KH Miftachul Akhyar resmi terpilih menjadi Ketua Umum Majlis Ulama Indonesia (MUI) periode 2020-2025 menggantikan KH Ma’ruf Amin dalam Musyawarah Nasional (Munas) X MUI, Kamis (26/11/2024). Terpilihnya KH Miftachul Akhyar tentunya membawa harapan baru bagi masyakat terhadap MUI. Pasalnya, beberapa tahun belakangan MUI kerap kali menjadi bahan perbincangan, atau lebih tepatnya kontroversial.
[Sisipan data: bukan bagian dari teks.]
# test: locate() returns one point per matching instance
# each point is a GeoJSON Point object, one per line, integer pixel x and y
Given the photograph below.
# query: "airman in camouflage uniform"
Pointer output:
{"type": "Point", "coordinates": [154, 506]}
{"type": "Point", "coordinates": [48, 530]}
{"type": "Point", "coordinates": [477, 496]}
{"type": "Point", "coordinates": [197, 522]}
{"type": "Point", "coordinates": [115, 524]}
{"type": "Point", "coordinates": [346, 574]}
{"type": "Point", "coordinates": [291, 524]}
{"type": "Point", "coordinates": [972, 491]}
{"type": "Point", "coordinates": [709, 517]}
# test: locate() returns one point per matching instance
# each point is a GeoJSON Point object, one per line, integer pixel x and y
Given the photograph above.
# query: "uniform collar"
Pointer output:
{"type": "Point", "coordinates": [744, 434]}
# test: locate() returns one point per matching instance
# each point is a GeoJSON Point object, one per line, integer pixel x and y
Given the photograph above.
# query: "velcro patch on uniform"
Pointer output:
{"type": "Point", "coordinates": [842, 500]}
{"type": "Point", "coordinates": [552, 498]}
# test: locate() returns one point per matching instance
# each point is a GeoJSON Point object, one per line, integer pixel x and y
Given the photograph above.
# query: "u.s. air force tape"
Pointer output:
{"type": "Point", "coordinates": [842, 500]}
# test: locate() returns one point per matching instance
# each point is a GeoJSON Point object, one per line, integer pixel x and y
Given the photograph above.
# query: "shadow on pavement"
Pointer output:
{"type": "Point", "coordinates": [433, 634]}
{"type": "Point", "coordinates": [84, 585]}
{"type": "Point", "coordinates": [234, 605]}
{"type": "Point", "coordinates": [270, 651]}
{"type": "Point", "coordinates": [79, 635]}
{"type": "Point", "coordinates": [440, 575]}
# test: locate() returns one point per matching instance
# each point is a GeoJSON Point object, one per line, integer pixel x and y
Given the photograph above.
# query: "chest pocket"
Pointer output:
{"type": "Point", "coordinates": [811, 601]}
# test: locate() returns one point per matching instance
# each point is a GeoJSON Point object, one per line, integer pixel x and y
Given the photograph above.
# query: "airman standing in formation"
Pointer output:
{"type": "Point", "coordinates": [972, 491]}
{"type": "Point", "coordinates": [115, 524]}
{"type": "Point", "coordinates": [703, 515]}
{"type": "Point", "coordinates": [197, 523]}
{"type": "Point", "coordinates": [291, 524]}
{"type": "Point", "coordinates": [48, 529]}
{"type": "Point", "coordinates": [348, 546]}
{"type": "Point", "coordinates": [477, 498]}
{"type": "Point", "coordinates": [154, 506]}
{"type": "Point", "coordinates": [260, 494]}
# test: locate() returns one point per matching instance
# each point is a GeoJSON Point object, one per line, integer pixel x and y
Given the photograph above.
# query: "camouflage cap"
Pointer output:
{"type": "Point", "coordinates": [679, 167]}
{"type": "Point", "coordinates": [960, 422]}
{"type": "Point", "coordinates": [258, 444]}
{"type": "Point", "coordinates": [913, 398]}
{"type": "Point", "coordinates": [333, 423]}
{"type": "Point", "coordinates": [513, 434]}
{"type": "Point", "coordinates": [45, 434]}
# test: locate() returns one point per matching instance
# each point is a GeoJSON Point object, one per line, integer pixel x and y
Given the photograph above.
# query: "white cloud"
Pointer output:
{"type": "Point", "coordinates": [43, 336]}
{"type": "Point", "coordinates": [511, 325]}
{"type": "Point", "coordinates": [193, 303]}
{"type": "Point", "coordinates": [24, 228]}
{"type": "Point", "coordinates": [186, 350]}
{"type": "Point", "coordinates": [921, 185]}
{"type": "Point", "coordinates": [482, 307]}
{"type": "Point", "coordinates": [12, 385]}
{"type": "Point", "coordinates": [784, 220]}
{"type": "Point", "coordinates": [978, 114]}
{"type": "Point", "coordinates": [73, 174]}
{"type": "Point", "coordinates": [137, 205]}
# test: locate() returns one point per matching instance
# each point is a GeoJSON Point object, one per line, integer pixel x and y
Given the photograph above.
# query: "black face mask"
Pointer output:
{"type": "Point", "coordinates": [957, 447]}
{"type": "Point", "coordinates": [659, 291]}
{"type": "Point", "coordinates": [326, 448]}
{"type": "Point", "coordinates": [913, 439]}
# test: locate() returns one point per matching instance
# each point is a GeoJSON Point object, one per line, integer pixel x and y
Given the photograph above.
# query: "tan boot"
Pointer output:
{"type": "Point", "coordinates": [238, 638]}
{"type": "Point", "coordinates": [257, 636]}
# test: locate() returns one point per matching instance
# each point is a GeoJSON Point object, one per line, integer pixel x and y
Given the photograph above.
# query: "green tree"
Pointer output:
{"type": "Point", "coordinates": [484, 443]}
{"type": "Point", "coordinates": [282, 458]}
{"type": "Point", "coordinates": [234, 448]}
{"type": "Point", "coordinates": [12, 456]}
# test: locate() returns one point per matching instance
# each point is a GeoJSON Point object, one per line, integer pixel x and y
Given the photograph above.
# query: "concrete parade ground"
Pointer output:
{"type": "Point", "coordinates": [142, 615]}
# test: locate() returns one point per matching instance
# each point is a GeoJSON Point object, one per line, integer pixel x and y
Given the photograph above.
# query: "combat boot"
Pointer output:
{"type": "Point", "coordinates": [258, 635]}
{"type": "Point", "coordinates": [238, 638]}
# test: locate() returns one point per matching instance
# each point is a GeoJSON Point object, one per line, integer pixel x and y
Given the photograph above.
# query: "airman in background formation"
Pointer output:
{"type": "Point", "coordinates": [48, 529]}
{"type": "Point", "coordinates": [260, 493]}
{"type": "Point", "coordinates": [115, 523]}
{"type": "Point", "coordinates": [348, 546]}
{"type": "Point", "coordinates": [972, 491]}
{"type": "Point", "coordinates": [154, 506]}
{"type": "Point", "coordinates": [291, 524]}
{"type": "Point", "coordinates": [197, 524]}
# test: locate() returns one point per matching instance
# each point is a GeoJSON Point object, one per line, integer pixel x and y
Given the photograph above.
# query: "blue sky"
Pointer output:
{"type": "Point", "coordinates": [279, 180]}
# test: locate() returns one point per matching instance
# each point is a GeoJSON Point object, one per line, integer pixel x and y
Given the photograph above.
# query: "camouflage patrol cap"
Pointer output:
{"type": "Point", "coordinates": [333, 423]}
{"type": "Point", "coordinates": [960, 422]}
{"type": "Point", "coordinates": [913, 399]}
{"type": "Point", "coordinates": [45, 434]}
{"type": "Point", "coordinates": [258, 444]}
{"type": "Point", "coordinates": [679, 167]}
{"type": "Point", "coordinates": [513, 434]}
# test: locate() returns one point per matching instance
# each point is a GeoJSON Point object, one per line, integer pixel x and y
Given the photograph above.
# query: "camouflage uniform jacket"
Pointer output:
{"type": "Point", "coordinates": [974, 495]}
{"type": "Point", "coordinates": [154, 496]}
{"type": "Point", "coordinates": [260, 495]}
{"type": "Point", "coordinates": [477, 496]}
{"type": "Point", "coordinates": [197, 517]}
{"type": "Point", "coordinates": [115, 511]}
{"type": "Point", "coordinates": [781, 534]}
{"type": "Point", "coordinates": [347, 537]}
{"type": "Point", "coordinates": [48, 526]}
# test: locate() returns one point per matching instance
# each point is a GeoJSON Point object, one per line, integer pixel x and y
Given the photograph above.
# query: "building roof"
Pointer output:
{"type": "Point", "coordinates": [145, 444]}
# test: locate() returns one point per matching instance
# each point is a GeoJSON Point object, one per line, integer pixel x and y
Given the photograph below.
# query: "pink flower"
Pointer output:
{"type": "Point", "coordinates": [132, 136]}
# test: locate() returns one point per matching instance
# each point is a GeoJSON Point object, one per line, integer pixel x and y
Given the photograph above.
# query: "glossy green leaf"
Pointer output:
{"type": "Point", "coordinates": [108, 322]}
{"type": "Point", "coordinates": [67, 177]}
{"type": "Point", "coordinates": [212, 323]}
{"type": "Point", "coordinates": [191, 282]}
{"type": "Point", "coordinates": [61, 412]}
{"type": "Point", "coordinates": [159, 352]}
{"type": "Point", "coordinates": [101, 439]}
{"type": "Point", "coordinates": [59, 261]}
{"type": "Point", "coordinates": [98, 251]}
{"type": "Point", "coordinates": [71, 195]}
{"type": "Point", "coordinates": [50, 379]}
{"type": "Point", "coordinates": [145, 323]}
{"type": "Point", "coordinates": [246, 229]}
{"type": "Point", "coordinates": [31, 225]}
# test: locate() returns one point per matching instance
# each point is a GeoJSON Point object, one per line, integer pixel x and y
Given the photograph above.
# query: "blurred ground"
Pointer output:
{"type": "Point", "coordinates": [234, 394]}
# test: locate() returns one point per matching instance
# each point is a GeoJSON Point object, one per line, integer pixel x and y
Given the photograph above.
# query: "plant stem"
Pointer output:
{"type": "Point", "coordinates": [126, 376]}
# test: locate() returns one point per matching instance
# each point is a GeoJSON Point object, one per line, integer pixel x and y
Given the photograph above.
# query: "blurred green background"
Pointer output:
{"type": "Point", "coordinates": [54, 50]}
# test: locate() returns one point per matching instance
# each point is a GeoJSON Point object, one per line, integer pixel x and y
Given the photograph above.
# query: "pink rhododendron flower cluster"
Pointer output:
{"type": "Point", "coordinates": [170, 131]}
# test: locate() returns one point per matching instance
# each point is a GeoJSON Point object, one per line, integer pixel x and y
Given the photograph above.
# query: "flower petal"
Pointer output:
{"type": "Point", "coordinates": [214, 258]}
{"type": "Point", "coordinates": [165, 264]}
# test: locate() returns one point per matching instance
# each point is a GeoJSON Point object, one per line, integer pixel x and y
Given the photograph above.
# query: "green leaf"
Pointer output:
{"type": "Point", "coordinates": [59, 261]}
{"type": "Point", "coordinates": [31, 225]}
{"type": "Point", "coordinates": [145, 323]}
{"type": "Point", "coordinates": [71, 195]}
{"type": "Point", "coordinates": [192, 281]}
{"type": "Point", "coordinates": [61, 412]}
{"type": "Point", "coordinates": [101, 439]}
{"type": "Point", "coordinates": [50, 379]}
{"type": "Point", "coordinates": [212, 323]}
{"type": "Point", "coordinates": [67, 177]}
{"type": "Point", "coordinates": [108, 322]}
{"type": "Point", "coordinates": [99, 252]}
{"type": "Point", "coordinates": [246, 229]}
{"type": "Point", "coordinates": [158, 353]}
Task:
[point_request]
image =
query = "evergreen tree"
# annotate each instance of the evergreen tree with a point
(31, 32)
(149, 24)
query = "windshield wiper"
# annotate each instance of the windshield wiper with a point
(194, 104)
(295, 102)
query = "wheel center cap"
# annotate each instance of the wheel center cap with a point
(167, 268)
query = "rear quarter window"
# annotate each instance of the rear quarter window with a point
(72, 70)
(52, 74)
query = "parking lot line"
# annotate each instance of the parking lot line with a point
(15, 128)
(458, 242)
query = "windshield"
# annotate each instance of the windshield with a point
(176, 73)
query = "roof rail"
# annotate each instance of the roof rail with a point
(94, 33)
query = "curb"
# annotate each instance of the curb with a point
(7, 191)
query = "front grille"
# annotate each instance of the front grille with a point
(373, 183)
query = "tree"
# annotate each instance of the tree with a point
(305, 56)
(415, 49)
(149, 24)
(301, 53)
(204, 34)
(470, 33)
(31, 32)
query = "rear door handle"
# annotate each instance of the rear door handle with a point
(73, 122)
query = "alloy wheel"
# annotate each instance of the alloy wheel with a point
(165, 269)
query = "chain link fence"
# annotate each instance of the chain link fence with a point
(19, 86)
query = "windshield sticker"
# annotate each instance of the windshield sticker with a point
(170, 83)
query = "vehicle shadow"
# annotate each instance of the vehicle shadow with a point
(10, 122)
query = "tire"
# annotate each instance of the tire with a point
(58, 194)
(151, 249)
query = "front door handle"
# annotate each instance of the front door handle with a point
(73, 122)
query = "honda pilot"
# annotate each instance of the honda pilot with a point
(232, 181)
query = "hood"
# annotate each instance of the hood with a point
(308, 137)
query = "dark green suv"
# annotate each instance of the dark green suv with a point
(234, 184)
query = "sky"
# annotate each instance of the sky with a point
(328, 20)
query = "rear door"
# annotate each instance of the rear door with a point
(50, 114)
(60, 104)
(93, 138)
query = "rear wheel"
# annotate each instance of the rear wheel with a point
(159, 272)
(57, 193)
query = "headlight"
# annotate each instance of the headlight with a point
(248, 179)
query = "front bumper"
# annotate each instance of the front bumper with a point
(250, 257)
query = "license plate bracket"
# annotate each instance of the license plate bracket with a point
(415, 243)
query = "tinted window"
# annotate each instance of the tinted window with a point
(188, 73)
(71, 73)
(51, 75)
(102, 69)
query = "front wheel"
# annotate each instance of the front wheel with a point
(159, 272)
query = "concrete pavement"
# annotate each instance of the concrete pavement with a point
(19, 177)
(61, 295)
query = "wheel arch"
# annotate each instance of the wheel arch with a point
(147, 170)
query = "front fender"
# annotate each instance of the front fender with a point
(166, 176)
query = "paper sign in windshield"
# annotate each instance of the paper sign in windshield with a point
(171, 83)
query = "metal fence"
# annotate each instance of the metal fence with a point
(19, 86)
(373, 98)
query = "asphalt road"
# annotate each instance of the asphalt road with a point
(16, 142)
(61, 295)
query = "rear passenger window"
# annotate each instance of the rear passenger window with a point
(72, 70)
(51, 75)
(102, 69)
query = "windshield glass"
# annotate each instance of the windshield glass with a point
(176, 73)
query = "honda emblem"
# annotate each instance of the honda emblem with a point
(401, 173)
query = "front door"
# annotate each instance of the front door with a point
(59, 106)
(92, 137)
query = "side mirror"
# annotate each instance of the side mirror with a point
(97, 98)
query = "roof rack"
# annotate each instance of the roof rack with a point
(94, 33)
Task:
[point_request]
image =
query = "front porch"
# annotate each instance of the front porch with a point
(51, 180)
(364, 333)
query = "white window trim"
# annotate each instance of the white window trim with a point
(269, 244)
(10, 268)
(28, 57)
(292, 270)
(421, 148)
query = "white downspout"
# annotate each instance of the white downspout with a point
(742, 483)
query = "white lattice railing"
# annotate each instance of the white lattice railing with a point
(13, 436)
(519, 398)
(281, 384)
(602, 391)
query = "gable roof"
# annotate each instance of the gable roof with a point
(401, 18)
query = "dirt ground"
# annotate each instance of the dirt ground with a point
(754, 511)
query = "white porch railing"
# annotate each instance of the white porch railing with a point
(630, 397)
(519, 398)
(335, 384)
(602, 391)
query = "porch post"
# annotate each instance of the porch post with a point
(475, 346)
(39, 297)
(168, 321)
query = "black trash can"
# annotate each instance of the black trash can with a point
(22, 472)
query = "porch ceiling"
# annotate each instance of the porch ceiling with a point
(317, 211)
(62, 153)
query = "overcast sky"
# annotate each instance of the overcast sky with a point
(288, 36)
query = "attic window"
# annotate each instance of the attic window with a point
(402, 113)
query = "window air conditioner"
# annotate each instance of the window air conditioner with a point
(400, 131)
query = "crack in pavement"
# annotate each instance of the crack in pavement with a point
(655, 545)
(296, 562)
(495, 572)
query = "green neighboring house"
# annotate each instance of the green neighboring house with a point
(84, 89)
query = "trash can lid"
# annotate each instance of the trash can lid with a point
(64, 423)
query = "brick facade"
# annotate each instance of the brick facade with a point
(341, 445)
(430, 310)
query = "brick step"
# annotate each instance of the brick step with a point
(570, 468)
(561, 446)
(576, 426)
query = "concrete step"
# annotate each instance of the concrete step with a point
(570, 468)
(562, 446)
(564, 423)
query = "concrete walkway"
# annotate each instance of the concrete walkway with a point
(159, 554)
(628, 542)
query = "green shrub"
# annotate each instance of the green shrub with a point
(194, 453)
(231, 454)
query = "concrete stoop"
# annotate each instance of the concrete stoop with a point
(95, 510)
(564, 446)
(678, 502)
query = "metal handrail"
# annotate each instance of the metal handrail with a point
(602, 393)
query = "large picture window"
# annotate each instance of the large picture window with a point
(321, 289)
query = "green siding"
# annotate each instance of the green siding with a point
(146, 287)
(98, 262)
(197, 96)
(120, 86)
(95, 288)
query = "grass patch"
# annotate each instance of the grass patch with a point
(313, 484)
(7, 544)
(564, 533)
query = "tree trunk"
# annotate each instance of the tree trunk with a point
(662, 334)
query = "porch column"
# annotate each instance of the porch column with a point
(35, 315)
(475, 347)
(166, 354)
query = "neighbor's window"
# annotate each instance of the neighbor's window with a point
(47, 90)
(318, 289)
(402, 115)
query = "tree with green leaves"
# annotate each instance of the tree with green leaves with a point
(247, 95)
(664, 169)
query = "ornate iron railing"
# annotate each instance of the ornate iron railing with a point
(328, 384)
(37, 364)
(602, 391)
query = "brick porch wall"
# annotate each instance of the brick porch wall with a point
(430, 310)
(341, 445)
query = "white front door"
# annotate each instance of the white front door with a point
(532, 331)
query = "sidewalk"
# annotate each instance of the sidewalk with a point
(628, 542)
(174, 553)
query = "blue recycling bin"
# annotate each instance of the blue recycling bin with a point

Sebab, keterlibatannya dalam beberapa agenda politik nasional oleh beberapa tokohnya.
MUI sebagai wadah tokoh-tokoh Islam dari berbagai ormas dan tempat dilahirkannya berbagai fatwa, tentunya sangat diperlukan sekali oleh masyarakat kita, khususnya Muslim. Karena itu, sudah barang tentu cara kerja MUI dalam melahirkan fatwa harus dapat mewakili umat Islam. Dan pastinya, harus selaras dengan konstitusi kita yang berlaku, sehingga tidak ada ketimpangan antara kehendak umat dan negara. Apalagi, negara kita adalah negara dengan masyarakatnya yang plural.
Namun, dalam praktiknya tidak sedikit MUI mengeluarkan fatwa yang sama sekali tidak mewakili suara umat Islam. Atau setidaknya, bertolak belakang dengan kenyataan jika bangsa kita adalah bangsa yang plural, multi-etnik, ras, suku, bahasa, dan agama. Seperti, fatwa bahwa masyarakat boleh tak taati pemimpin yang bertentangan dengan agama dan fatwa haramnya Muslim memilih pemimpin Non-Muslim, misalnya. Jelas, dari kedua fatwa ini MUI sangat tidak adil dalam melihat konteks keindonesiaan. Sebab, Indonesia ada karena keberagamannya.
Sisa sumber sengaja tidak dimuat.